Taxer les revenus, c’est-à-dire le présent, est une chose. Taxer l’héritage, c’est-à-dire le passé, en est une autre. Cela introduit une incertitude violente pour l’individu, car tout ce qu’il pensait être acquis ne l’est en fait pas. Il faut comprendre l’importance de la préférence temporelle sur les incitations individuelles pour comprendre la différence importante, et dangereuse, entre taxer un flux et taxer un patrimoine. Si l’on comprend le renversement des effets incitatifs qui se produit lorsque l’on taxe l’héritage, on comprend que le taxer totalement ou partiellement, produit les mêmes effets, juste à des degrés différents. Sur cette question, comme sur beaucoup d’autres, la “troisième voie”, c’est-à-dire celle du milieu, est toujours celle qui dérive vers la pire des solutions. Il n’y a que deux points de vue : ne pas taxer l’héritage, ou le taxer, partiellement ou totalement.
Bastiat nous a appris à regarder au-delà de l’évidence, à considérer non seulement ce qui se voit, mais aussi ce qui ne se voit pas. Dans ce cas, l’invisible, ce qu’on ne voit pas, ce serait tous ces individus naturellement plus productifs que les autres et qui n’auraient plus aucune incitation à l’être. Ce qui se voit, c’est l’inégalité apparente des héritages. Ce qui ne se voit pas, ce sont tous ces entrepreneurs qui ne créeront pas, tous ces capitaux qui ne seront pas investis, toutes ces innovations qui n’émergeront jamais parce que l’incitation à bâtir pour l’avenir aura été anéantie. C’est bien la société dans son ensemble qui pâtirait d’une telle situation, pas uniquement les individus visiblement concernés au premier abord : celui qui lègue son héritage et ceux qui le reçoivent.
L’individualisme qu’ils prétendent combattre
Les pourfendeurs de l’héritage ne comprennent pas qu’avec ce genre de mesure, ils promeuvent justement l’individualisme égoïste qu’ils prétendent combattre : un individualisme consumériste, tourné vers le présent, coupé de son passé et incapable de se projeter dans l’avenir, au-delà de sa propre personne. Chaque individu devient alors un navire perdu, sans boussole ni destination.
Sans héritage, il n’existe plus d’incitation à produire et à faire fructifier ce que nous avons reçu afin de le transmettre à notre tour, amélioré et perfectionné, à nos descendants. Individuellement, cette perte de sens existentiel est dramatique ; cumulée à l’échelle d’une société, elle devient catastrophique. Supprimer l’héritage inverserait donc totalement les effets incitatifs et l’inclination naturelle des individus à bâtir et à léguer. Les revenus ne sont plus épargnés pour d’autres, mais consommés pour nous mêmes. Preuve en est la Suède, où la suppression de la taxe sur les successions en 2004 a augmenté les investissements productifs et les revenus fiscaux de 31 milliards de dollars malgré une baisse du taux d’imposition. (worldtaxpayers.org)

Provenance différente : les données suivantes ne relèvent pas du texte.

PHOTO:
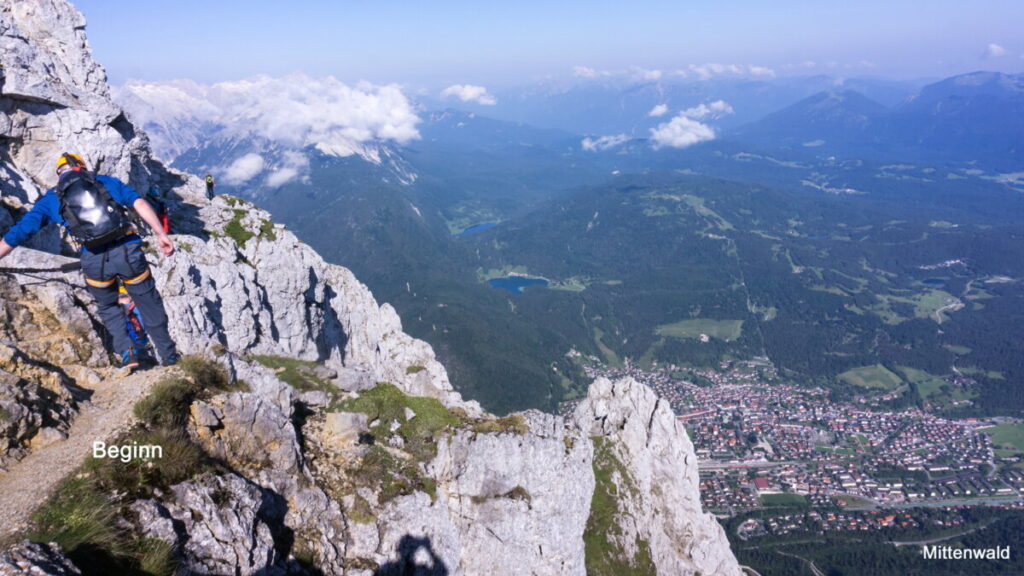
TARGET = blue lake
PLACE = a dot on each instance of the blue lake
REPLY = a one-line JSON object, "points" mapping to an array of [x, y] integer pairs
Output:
{"points": [[515, 284], [474, 229]]}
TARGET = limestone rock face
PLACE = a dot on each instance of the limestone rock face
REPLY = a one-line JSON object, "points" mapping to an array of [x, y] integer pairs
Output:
{"points": [[228, 525], [518, 502], [48, 72], [31, 559], [663, 504]]}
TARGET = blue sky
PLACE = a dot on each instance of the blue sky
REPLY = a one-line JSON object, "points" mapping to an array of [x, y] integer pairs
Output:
{"points": [[443, 42]]}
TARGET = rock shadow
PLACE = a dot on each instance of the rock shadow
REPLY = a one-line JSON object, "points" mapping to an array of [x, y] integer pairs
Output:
{"points": [[412, 563]]}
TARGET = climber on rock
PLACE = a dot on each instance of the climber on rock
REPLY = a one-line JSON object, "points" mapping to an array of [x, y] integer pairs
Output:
{"points": [[91, 207]]}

Enfin, sur le plan philosophique, confisquer l’héritage, c’est rompre avec le devoir de continuité intergénérationnelle et historique que nous devons à nos ancêtres et à nos descendants. C’est nier l’essence même de ce qui fait une civilisation : la transmission du savoir, du capital, de l’expérience accumulée. En bref, être contre l’héritage produit un effet invisible qui incite à la surconsommation du capital, affaiblissant ainsi les liens intrafamiliaux et la capacité de la société à être reconnaissante de ce qu’elle reçoit et à se projeter plus facilement dans le futur.

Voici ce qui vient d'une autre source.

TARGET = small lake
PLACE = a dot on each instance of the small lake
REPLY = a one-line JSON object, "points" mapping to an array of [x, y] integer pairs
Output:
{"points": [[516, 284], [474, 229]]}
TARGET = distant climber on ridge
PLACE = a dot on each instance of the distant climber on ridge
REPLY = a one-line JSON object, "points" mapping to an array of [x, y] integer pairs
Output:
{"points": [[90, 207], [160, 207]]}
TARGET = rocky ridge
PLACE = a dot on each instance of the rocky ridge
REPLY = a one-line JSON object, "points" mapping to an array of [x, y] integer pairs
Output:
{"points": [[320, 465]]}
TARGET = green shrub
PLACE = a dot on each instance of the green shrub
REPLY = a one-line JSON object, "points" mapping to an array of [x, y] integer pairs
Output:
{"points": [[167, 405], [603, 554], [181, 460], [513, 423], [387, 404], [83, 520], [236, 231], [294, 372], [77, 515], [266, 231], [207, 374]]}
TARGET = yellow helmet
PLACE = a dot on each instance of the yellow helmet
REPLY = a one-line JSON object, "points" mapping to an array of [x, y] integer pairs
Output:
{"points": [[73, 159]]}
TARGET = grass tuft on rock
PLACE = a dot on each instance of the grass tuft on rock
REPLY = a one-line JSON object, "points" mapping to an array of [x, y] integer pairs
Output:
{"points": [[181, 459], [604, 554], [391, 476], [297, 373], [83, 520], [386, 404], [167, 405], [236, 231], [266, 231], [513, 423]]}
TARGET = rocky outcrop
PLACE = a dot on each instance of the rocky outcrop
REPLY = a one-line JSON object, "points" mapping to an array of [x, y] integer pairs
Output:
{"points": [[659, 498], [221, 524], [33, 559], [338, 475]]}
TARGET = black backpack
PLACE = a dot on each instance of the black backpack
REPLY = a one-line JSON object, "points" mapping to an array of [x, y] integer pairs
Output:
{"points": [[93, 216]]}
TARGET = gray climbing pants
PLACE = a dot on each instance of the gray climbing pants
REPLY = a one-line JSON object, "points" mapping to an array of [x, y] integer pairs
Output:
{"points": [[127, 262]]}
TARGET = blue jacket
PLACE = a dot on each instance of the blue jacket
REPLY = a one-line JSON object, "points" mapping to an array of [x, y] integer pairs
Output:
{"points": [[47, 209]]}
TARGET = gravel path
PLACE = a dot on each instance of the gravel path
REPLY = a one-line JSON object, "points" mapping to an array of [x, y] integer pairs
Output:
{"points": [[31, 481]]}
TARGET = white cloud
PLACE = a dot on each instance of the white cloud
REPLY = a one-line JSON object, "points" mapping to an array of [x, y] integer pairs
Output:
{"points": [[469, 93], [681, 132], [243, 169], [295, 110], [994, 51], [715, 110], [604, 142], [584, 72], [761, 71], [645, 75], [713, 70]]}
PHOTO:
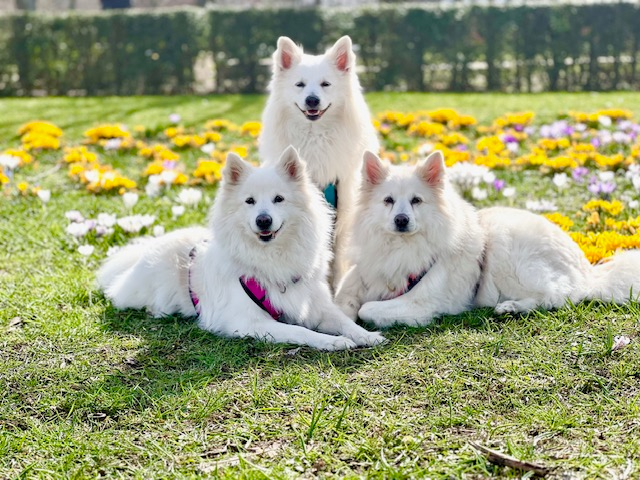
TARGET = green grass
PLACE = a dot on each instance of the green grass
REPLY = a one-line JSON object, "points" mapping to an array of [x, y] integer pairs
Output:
{"points": [[88, 391]]}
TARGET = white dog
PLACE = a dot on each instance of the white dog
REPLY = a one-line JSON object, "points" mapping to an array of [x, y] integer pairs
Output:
{"points": [[423, 251], [316, 105], [259, 270]]}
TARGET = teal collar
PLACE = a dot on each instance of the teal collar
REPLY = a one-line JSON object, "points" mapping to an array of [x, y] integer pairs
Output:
{"points": [[331, 194]]}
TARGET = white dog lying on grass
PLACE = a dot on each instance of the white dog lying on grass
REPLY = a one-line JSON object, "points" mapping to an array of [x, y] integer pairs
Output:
{"points": [[259, 270], [422, 251]]}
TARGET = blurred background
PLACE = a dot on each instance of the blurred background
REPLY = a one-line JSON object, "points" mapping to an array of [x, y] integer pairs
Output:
{"points": [[144, 47]]}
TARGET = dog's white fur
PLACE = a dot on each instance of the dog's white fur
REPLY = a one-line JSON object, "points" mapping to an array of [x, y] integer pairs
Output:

Le marché, véritable redistributeur du capital
Contrairement à ce que croient les collectivistes, l’héritage est souvent un fardeau pour celui qui le reçoit. Il y a le poids de la transmission et la terrible question de savoir si l’on a la capacité d’améliorer ce que l’on a reçu, de le faire fructifier, et donc d’être aussi bon, voire meilleur que nos aïeux et dignes d’eux.
Ce n’est pas pour rien que la fameuse malédiction de la “troisième génération” existe, qui dilapide tout ce que les deux précédentes générations ont construit. C’est une règle quasi systématique qui hante toutes les grandes familles capitalistes : il est rare que les dynasties perdurent, car le marché est un processus dynamique et sans cesse changeant, dans lequel l’erreur d’allocation du capital fait partie intégrante du pari entrepreneurial. Le marché est là pour redistribuer lui-même le capital... Bien plus efficacement que l’État ne saurait le faire.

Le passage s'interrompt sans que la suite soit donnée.